Он сел за руль, а за ним и все другие сели в машину.

— Не волнуйся, Настенька, — успокаивал жену Петро. — Что ж мы в самом деле будем торчать на дороге? Там люди давно собрались, а хозяев нет. Некрасиво. Мы свадьбу начнем, а они подъедут.

— Ох, правда, там же люди ждут! — сказала Настя, будто только сейчас очнулась, — И верно: мы начнем, а Толик с Людой подъедут.

10

В этот день в доме Серобаб было так глухо и тихо с утра, будто и не предвиделось у них никакой свадьбы.

Меж тем все семейство находилось дома: Саша и отец с матерью. Груня поднялась ни свет ни заря и возилась по хозяйству: кормила свиней, кур и индюков, потом возилась на кухне, готовя завтрак. Гнат проснулся позже, слазил на чердак, достал старый велосипед с облупленной рамой и «восьмеркой» на переднем колесе, унес его за хату, к той стене, куда падало раннее солнышко, взялся прямить спицы и клеить полопавшиеся камеры.

Саша тоже проснулась с рассветом, но не выходила из своей угловой комнатки, где крепко пахло розами, стоявшими в кувшине на подоконнике. Это были поздние и уже последние розы лета, им оставалось продержаться на кусте день-два. Саша срезала их, все шесть черновато-пурпурных роз, бросила в кувшин таблетку пирамидона, и розы жили в воде уже пятый день, не уронив ни одного бархатистого лепестка.

Саша лежала с закрытыми глазами, спрятав голову под простыню, и думала совсем не о том, о чем должна была бы думать невеста. Ей совсем не верилось, что наступил тот самый день, когда она пойдет в загс, распишется с Гришей Кривошеем, потом будет свадьба в столовой-ресторане (днем — столовая, вечером — ресторан), потом она переселится в дом Кривошеев, потому что этого очень хотят Гришины родители, и станет законной женой Гриши. Прежде день этот казался непомерно далеким, таким далеким, что неизвестно было, когда он наступит и наступит ли вообще. И вот он наступил…

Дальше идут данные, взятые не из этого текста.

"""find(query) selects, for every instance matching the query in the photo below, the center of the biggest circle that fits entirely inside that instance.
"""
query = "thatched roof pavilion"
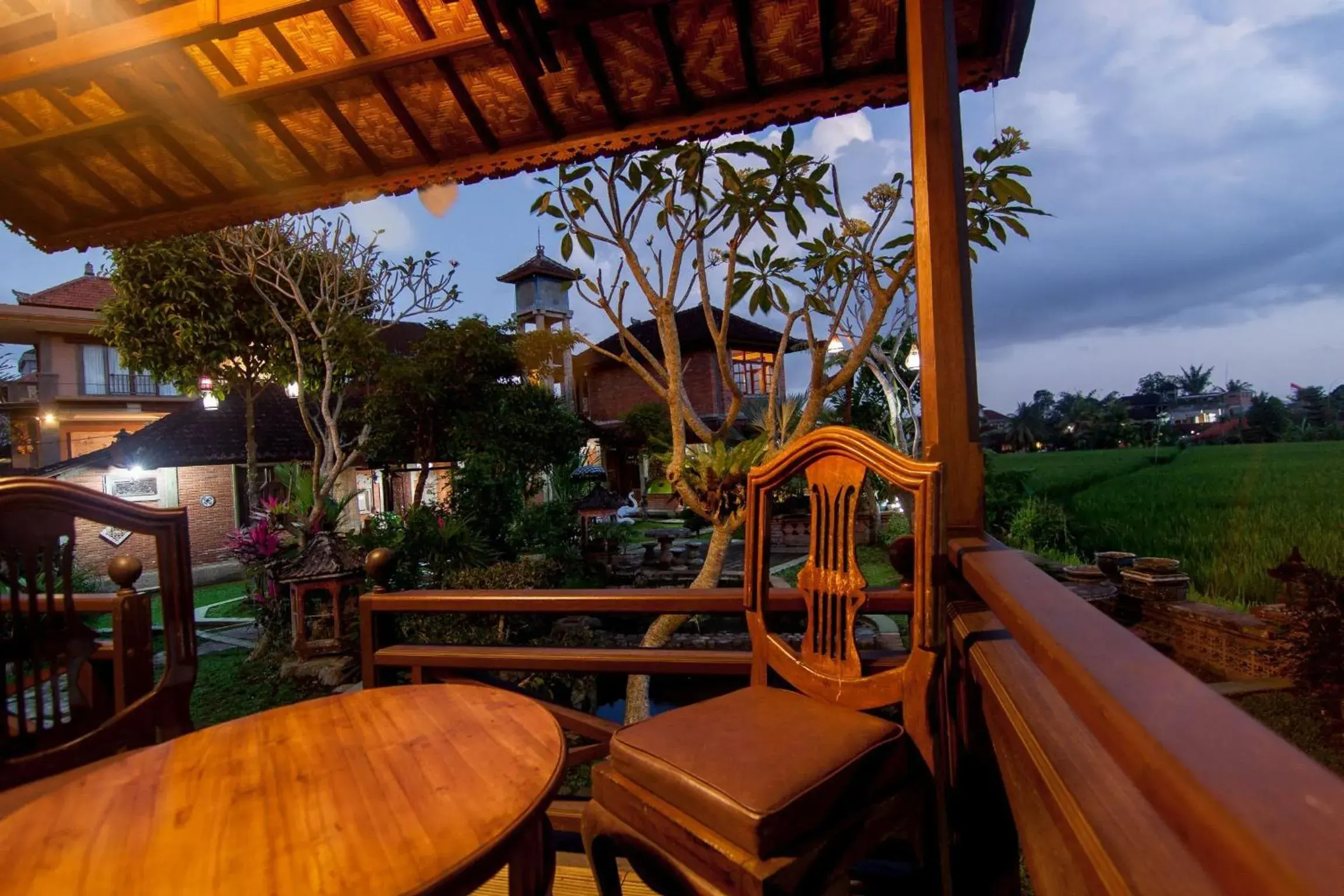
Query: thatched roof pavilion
(123, 120)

Так она лежала и думала, а солнышко поднималось и все назойливее лезло в окно. Вошла мать и, считая, что она спит, громко сказала, что пора вставать, пора завтракать, — скоро девять.

Завтракали они втроем. Ели в полном молчании: Саша и отец медленно и нехотя, мать торопливо и шумно сербала ложкой молочную пшенную кашу. Саша поглядывала на нее, в надежде, что мать станет есть приличнее, но та не замечала. Мать с отцом все еще держали осаду друг против друга, а потому не удостаивали друг друга ни словом, ни взглядом. Гнат не мог простить жене скандала в депо, о чем знал уже весь городок и что унижало его в глазах горожан, в первую очередь в глазах работников «Сельхозтехники», где он был вторым лицом после директора. Груня же, довольно ясно сознающая теперь свою вину перед кассиршей Зиной, лишившейся ни за что ни про что половины волос, все же не была уверена в полной безвинности мужа, появлявшегося на улице Фроси Кульгейко, пусть и отдыхавшей сейчас в Крыму. Черная ревность терзала ей душу и требовала мести.